Dynamical Analysis of Drug Efficacy and Mechanism of Action Using GFP Reporters

Introduction

Target identification and validation are critical components of the targeted drug discovery (Bleicher2003, Hoelder 2012, Dahlin 2015). Predicting drug effectiveness through potential target is typically via a bottom-up conceptualization of tumor function. It assumes that sufficient knowledge regarding cellular processes can be gathered through genomic, proteomic, and metabolic profiling projects. Such knowledge can then be used to recognize tumor vulnerabilities, screen potential drugs and construct effective targeted therapies (Lee 2009, T.C.G.A. Network 2008). For this constructivist approach to succeed, the vulnerabilities must be based on simple linear relationships, in which inactivating a particular target will be sufficient to control the tumor.

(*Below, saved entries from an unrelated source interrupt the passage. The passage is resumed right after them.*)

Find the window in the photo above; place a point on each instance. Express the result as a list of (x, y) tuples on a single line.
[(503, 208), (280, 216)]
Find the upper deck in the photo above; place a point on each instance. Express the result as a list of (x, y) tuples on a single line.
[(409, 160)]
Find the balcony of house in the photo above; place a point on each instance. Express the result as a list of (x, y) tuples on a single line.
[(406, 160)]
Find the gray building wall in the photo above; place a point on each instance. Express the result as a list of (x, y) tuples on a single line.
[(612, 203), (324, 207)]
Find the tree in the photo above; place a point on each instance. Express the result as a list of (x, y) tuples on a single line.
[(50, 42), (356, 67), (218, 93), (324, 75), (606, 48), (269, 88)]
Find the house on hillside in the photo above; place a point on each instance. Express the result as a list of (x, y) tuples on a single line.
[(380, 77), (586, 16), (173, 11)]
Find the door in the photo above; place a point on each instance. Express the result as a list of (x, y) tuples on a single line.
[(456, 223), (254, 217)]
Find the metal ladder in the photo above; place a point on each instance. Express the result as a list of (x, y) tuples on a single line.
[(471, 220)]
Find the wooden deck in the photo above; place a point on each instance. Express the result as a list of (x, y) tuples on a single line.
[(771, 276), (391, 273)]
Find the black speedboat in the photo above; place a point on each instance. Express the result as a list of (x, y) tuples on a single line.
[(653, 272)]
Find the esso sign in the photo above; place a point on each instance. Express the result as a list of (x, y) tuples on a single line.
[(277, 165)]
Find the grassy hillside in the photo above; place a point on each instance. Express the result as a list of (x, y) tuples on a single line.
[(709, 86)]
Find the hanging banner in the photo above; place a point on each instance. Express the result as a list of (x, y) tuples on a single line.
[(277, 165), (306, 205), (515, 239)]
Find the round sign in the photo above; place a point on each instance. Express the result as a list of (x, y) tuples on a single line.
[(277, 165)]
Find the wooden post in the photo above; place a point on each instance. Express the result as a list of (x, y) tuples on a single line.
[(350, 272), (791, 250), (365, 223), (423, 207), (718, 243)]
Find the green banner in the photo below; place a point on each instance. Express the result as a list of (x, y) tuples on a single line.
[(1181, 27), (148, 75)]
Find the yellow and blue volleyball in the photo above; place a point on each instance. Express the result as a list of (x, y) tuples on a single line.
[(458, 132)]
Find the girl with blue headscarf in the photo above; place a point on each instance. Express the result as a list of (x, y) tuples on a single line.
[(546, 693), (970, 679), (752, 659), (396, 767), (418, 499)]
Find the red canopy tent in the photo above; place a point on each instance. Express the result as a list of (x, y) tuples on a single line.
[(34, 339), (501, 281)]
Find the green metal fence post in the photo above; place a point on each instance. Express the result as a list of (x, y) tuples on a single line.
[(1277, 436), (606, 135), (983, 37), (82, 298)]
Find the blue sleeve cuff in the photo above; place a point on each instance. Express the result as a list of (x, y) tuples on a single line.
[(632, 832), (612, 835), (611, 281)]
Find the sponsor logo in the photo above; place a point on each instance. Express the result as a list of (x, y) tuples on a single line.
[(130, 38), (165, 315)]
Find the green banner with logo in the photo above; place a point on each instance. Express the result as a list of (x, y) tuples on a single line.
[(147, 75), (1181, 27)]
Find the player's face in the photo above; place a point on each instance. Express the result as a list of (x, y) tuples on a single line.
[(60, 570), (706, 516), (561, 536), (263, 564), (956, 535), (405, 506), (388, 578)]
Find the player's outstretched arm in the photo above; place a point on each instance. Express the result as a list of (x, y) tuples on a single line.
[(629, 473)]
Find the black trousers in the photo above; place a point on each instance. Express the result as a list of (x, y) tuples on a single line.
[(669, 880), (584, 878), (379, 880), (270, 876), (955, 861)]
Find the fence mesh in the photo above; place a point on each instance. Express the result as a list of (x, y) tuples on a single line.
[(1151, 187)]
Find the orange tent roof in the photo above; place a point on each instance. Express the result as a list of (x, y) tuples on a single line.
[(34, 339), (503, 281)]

To illustrate the kind of special situation that contributes to a direct correlation between therapy and disease control, we consider two cancer types, chronic myelogenous leukemia (CML) and acute promyelocytic leukemia (APML), in which substantial improvements in patient outcomes have been achieved by targeted therapy. In these cancers, a single type of translocation fusing parts of two genes is a pathognomonic indicator of the disease and an excellent biochemical target for therapeutic targeting (Chen 1991, Druker 2001, Nowell 1960, Rowley 1977). These cases seem to be fairly extreme outliers from the bulk of cancer types in two ways.

The first is the striking uniformity of CML and APML tumors. Significant homogeneity of particular, discriminating patterns of gene expression in a particular subtype of tumor is rare, yet both of these tumors show exactly this characteristic (Dong 2010, Nowiki 2003). It appears that such tumors arise from a specific partially differentiated precursor cell that exhibits most of the characteristics of a cancer and that those missing cancer characteristics occur as a consequence of a single genomic alteration (Pear 1998). This behavior is in stark contrast to the considerable heterogeneity of molecular pathologies that appear to arise from various differentiated precursors in many cancers, such as breast cancer (Perou 2000). Also consider melanoma, which originates from a single, highly-differentiated cell, the melanocyte, and has yet to be sub-classified into clinically useful groups on the basis of molecular pathology. The second way in which CML and APML differ from most cancers is that, as opposed to CML and APML, tumors arising from highly differentiated cell types appear to have to breach more types of controls opposing oncogenesis. Even when starting from a single differentiated type, they appear to break these controls in a wider variety of ways.